Ok really? 'Cuz you did, you said those exact words. And you had no mention of a waffle cone. Also that cone you say you wanted is called a chocolate dipped waffle cone. Hard shell is a total different thing (as stated on the menu). No where in your order did you use that phrase "chocolate dipped waffle cone." Please read the menu AND the display of the cones 4 inches in front of your face that lists the exact name of what you want.

Me: (pulling it away) Ok I'll make you a new one, no problem
Her: Oh no, never mind. I'll just take that. Ew what's THAT!? (pointing to a dot of vanilla breaking through the hard shell. Which you know, is just the laws of physics)
Me: Um, the ice cream
Her: Well someone must have touched it!
Me: No one touched it. It does that. Your total is $X.XX
Her: Oh that total must include the chocolate hard shell that i DIDN'T WANT
ME (to myself): listen bitch. If you didn't want it, don't specially ASK FOR IT when you order. Also I offered to "correct" it, so if you refused my offer, then it's over with. And secondly, if you had gotten the chocolate dipped waffle cone like you wanted, it would have been even MORE money! So how you gonna complain?

I have more examples, (like the girl ordering a sugar cone and when I bring it to her saying "I didn't WANT a sugar cone!"
Me: But you ordered one.
Her: I know but I didn't want one, I wanted a regular one.
Me-to myself: Well then, you are obviously an idiot.)

However, I don't have all day to write them out, and my readers won't want to read it. I'm sure everyone has skimmed over the last couple paragraphs. Caught 'cha!

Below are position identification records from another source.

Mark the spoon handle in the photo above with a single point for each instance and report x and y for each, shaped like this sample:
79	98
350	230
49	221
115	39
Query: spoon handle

#4 Please give me 1-2 orders at a time. Do you see a pad in front of my face? I'm not writing this down. I have to mentally remember it all. Do you see waitresses doing that? No. So cut me some slack. I cannot take 5 orders at once. And the people that do this are not just ordering 5 small vanillas, or a similar easy order. They are ordering a "Mexican sundae with pecans instead of Spanish peanuts, and hot fudge instead of chocolate syrup. And peanut butter cups on that too, oh and chocolate sprinkles on the bottom, then a little bit in the middle, then more on top. Oh and can you use Panda Paws Ice cream instead of vanilla?" I have to remember all that in my head. And guess what? I don't know your favorite bizarre creation off hand. I.just.don't. And no one on earth does. So when I get 5 different orders like that all at once. My puny human mind cannot remember it. People seriously get short with me for not remembering it on their first verbal vomit.

When you order a banana split with "one scoop butter pecan, one scoop black raspberry, and one scoop caramel praline turtle, with Spanish peanuts instead of crushed nuts on the butter pecan, and cherry topping instead of strawberry topping on the black raspberry, and yuck! no marshmallow, put some caramel on the caramel praline, oh! and use hot fudge on that scoop too. But do NOT get it on the black raspberry. Oh and put sprinkles on it." Guess what? I'm going to ask you to repeat it. Please do not act amazed that I didn't catch that the first time you vomited the order out to me. We do not all live inside your mind. Please just be nice and repeat it to me!


I have more complaints but I'm wiped out now. Literally, wiped out.

1 comment:

Kaitlin said...

Now I really want ice cream hahaha... but I totally know what you mean by this post... Like everything! I used to work at Dunkin Donuts in college and everything you have said applies to stupid coffee orders. Ugh.